Principal Investigator: Bonnie I. Glanz, PhD

Authors: Emily C. Casady BA, Bonnie I. Glanz PhD, Brian C. Healy PhD
Lay Abstract

Background: Shared decision-making (SDM) is a model of medical decision-making distinguished by an emphasis on patient knowledge, flow of information between patient and physician, and a shared responsibility among physician and patient regarding final treatment decisions. This may be particularly well-suited for chronic conditions such as multiple sclerosis (MS). We examined SDM in individuals with MS treated at the Brigham MS Center.

Methods: 161 patients completed an anonymous survey that included a standard measure of SDM (SDM-Q-9) as well as questions to assess disease characteristics, risk attitudes and disease expectations.  Summary statistics for each question were calculated, and subjects on high efficacy versus traditional efficacy treatments were compared.  

Results: Patients reported a high level of SDM in their most recent treatment decisions as well as overall satisfaction with their treatment choices.  Although there was no difference between treatment groups in terms of SDM, patients taking high efficacy treatments had significantly higher risk propensity scores and higher disease worsening expectations than patients on traditional efficacy treatments.

Discussion: Our study demonstrated both the high occurrence of SDM among patients at the Brigham MS Center as well as high overall satisfaction with treatment decisions.

Scientific Abstract

Background: Shared decision-making (SDM) is a model of medical decision-making distinguished by an emphasis on patient knowledge, flow of information between patient and physician, and a shared responsibility among physician and patient regarding final treatment decisions. This may be particularly well-suited for chronic conditions such as multiple sclerosis (MS). We examined SDM in individuals with MS treated at the Brigham MS Center.

Methods: 161 patients completed an anonymous survey that included a standard measure of SDM (SDM-Q-9) as well as questions to assess disease characteristics, risk propensity and disease expectations.  Summary statistics for each question were calculated, and subjects on high efficacy versus traditional efficacy treatments were compared.  
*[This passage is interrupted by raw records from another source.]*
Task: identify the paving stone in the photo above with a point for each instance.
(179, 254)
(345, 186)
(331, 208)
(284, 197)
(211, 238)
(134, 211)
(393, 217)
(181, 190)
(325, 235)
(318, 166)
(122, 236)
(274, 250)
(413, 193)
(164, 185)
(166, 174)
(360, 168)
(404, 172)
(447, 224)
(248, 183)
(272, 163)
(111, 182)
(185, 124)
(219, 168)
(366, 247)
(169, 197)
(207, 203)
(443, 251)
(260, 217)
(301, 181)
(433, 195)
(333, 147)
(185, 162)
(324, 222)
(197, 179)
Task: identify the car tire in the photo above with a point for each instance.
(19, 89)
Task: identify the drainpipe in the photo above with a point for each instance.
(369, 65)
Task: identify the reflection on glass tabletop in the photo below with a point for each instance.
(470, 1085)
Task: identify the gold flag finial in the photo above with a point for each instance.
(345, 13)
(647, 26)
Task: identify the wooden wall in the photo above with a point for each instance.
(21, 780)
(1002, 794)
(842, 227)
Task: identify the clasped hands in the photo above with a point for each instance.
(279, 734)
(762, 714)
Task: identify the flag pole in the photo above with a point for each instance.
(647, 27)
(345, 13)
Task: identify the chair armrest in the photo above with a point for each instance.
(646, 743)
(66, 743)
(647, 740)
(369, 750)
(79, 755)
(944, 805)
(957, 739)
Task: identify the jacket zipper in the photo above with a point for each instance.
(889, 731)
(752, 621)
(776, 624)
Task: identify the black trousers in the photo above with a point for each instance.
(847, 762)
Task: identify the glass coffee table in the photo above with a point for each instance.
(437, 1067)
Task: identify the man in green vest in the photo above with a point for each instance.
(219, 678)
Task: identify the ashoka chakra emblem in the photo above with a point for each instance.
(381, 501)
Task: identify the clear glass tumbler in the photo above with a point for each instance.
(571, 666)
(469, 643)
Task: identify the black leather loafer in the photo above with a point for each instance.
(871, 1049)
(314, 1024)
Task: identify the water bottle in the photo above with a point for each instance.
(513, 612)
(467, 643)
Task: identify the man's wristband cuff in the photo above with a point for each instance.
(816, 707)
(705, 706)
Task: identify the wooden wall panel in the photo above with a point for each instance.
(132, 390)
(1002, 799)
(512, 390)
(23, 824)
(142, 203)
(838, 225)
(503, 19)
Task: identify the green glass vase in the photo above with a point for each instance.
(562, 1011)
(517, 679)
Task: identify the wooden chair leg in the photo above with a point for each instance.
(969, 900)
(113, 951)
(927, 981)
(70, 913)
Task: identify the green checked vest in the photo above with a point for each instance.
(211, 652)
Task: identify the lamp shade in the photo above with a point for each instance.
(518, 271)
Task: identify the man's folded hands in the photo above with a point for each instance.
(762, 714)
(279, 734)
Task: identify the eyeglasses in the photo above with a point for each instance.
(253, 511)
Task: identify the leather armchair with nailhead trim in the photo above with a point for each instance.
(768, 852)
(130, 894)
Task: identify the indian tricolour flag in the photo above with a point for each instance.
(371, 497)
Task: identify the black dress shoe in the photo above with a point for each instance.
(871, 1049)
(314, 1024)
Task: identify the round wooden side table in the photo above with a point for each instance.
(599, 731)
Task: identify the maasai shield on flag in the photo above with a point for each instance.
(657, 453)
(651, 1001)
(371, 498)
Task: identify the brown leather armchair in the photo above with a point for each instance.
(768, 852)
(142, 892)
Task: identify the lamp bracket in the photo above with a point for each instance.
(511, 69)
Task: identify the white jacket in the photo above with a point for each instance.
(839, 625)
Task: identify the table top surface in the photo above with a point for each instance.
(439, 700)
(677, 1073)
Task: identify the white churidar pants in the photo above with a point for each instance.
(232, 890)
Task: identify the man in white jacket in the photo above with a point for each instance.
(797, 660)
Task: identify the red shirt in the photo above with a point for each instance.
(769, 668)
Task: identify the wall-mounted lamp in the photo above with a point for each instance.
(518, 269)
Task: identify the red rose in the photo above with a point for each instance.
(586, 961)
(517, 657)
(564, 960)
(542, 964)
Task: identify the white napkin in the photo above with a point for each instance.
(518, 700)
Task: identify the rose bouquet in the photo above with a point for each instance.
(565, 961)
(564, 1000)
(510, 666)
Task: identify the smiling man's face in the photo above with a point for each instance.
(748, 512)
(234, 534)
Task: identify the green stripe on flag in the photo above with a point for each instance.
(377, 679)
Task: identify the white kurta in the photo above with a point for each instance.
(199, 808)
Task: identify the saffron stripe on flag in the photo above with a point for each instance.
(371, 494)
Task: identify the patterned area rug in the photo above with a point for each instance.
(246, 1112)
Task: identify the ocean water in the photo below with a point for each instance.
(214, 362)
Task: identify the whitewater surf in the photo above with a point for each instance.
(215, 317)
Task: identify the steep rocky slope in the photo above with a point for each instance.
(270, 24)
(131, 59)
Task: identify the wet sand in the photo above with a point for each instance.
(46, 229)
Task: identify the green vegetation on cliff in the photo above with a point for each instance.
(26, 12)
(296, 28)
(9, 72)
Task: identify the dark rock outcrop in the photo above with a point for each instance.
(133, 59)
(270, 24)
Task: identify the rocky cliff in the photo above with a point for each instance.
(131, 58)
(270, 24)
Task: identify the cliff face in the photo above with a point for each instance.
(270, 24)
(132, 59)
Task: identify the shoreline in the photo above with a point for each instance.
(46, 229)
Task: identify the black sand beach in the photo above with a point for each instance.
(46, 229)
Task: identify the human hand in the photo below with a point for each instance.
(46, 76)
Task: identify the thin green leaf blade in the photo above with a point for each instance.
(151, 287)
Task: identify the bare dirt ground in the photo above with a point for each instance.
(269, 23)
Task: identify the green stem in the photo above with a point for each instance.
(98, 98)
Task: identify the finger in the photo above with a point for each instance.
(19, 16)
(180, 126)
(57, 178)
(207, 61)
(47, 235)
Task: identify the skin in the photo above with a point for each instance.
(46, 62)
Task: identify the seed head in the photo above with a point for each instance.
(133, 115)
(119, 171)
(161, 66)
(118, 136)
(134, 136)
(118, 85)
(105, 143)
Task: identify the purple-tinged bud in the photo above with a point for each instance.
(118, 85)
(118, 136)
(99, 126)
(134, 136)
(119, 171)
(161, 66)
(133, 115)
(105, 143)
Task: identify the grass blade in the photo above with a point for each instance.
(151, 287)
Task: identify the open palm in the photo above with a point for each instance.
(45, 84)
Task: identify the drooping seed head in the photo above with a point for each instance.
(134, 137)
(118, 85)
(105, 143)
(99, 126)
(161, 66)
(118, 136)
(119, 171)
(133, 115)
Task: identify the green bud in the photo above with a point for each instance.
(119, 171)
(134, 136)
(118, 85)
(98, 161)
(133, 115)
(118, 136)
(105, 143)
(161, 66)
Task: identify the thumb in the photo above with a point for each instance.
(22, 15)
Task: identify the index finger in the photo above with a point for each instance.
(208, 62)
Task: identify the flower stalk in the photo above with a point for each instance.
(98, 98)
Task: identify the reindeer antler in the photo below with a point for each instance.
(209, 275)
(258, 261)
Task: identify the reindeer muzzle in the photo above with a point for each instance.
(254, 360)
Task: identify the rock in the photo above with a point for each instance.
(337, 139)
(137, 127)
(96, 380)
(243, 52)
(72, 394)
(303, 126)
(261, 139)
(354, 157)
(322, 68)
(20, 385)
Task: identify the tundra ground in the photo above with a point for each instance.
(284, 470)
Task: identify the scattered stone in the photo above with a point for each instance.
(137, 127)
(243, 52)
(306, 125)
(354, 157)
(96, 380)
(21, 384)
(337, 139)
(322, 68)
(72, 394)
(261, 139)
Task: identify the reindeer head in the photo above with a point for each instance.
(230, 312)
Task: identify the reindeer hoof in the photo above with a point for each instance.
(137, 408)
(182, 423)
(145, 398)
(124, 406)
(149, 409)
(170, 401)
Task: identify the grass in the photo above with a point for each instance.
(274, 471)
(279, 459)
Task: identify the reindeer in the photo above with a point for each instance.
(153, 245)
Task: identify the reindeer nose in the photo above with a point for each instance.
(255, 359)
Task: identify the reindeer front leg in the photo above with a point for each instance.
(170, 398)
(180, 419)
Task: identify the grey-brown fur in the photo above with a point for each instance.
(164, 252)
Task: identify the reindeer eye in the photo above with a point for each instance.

Results: Patients reported a high level of SDM in their most recent treatment decisions as well as overall satisfaction with their treatment choices.  Although there was no difference between treatment groups in terms of SDM, patients taking high efficacy treatments had significantly higher risk propensity scores and higher likelihood of disease worsening scores than patients on traditional efficacy treatments.

Discussion: Our study demonstrated both the high occurrence of SDM among patients at the Brigham MS Center as well as high overall satisfaction with treatment decisions.

Clinical Implications
Our study demonstrated that shared decision-making led to a high level of patient satisfaction with treatment decisions amongst MS patients, potentially serving as evidence for implementation of shared decision-making across medical encounters.